The area column would hold six digits area code (any six digits would do, no validation). The age would be any of 5, 10, or 15. The active column is either 0 or 1.

begin transaction;

create table user
(
    id integer primary key,
    area char(6),
    age integer not null,
    active integer not null
);

insert into user(area, age, active)
    with recursive
      randomUser(area, age, active) as (

      values(printf('%.6d', substr(abs(random()), 1, 6)),
             case abs(random()) % 3
                 when 0 then 5
                 when 1 then 10
                 when 2 then 15
             end, 
             abs(random()) % 2) 

      union all

      select printf('%.6d', substr(abs(random()), 1, 6)),
             case abs(random()) % 3
                 when 0 then 5
                 when 1 then 10
                 when 2 then 15
             end,
             abs(random()) % 2 from randomUser)

    select * from randomUser limit 100000000;

commit;

I would characterize this as an interesting if slightly surprising use of a recursive CTE. Firstly, by defining the insert into using just area, age, and active SQLite will provide automatic IDs for the primary key. The values portion of the recursive CTE defines the initial case for the "table" with the following union all defining the subsequent values of the table. This is an interesting case because both are populated from the same expressions (basically calls to random with some munging).

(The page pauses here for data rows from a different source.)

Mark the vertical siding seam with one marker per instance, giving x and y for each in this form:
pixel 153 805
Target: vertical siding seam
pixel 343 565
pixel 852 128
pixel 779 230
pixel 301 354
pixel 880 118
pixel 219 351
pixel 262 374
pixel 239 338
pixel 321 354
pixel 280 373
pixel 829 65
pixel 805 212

Highlights of the data munging include:

using printf to zero-pad an at-most 6-digit positive number
using a case statement to cast a modulo operation into one of the three possible values for age

Timing

$ time sqlite3 benchmark.db < bulk-data.sql

real    1m54.957s
user    1m53.100s
sys     0m1.052s

Just like that a pretty naive pure-SQL approach would seem to beat out or at least be competitive with Python and PyPy. While it is still about 400% slower than the best Rust execution I think there is room to improve via the generate_series extension.

`generate_series`

begin transaction;

create table user
(
    id integer primary key,
    area char(6),
    age integer not null,
    active integer not null
);

insert into user(area, age, active)
select printf('%.6d', substr(abs(random()), 1, 6)),
       case abs(random()) % 3
           when 0 then 5
           when 1 then 10
           when 2 then 15
       end,
       abs(random()) % 2
  from generate_series
 limit 100000000;

commit;

I am really impressed with how clean this reads. I know that is personal preference, but where the recursive CTE is interesting, this is almost pleasingly uninteresting. It is also nearly twice as fast:

$ time sqlite3 benchmark.db < generate-series-data.sql

real    1m0.977s
user    0m58.965s
sys     0m1.137s

All told, I'm happy to find that ~9 lines of SQL is within 200% of optimized Rust; generate_series is very neat and a quality addition to the SQLite toolbox. Even ignoring the compilation times, I still think Rust seems like the wrong tool in this case. It looks like the Rust program requires 144 separate pacakges, which sounds like a nightmare for understanding the whole program or long-term maintenance. I think my time will be better spent learning more about SQL and SQLite before I bother with Rust.